Facebook Inc (NASDAQ:FB) has temporarily disabled its Midnight Messaging app after a student discovered a security flaw in the new messaging tool.
Social media site, Facebook Inc (NASDAQ:FB), launched its Midnight Message Delivery app as a tool for users to send New Year’s Eve messages on December 31. However, a business IT student at Aberystwyth university, Jack Jenkins, reported to Facebook that he was able to view messages and photos sent by strangers using the same new tool.
Jenkins wrote in his blog post: “I just wanted to share this. I don’t know how a site like Facebook can continue to take these kinds of risks. PLEASE Don’t go deleting random messages, but try and delete one of mine that I set up especially if you want.”

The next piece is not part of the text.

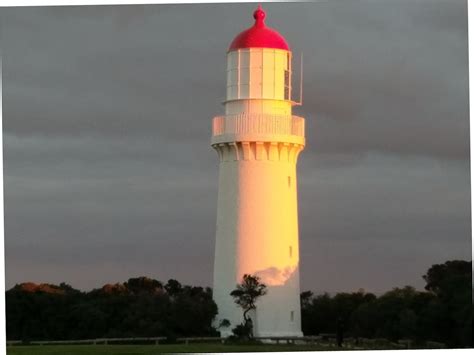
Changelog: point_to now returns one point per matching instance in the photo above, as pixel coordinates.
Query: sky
(108, 168)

Upon being alerted by the young student, Facebook Inc (NASDAQ:FB) quickly took notice of the security loop hole in the messaging tool and sent immediate notice to disable the Midnight Delivery app for a temporary period.
Facebook’s spokesman assured users that the issues has been notified and they are “working on a fix for this issue now, and in the interim we have disabled this app on the Facebook Stories site to ensure no messages can be accessed.”
In his statement to Guardian, Jenkins explained that he was “very surprised to find that this had been overlooked by Facebook Inc (NASDAQ:FB), as it’s such a simple security hole.”
According to Jenkins, the social network might have failed to link all the unique messages to their unique senders in order to ensure their privacy.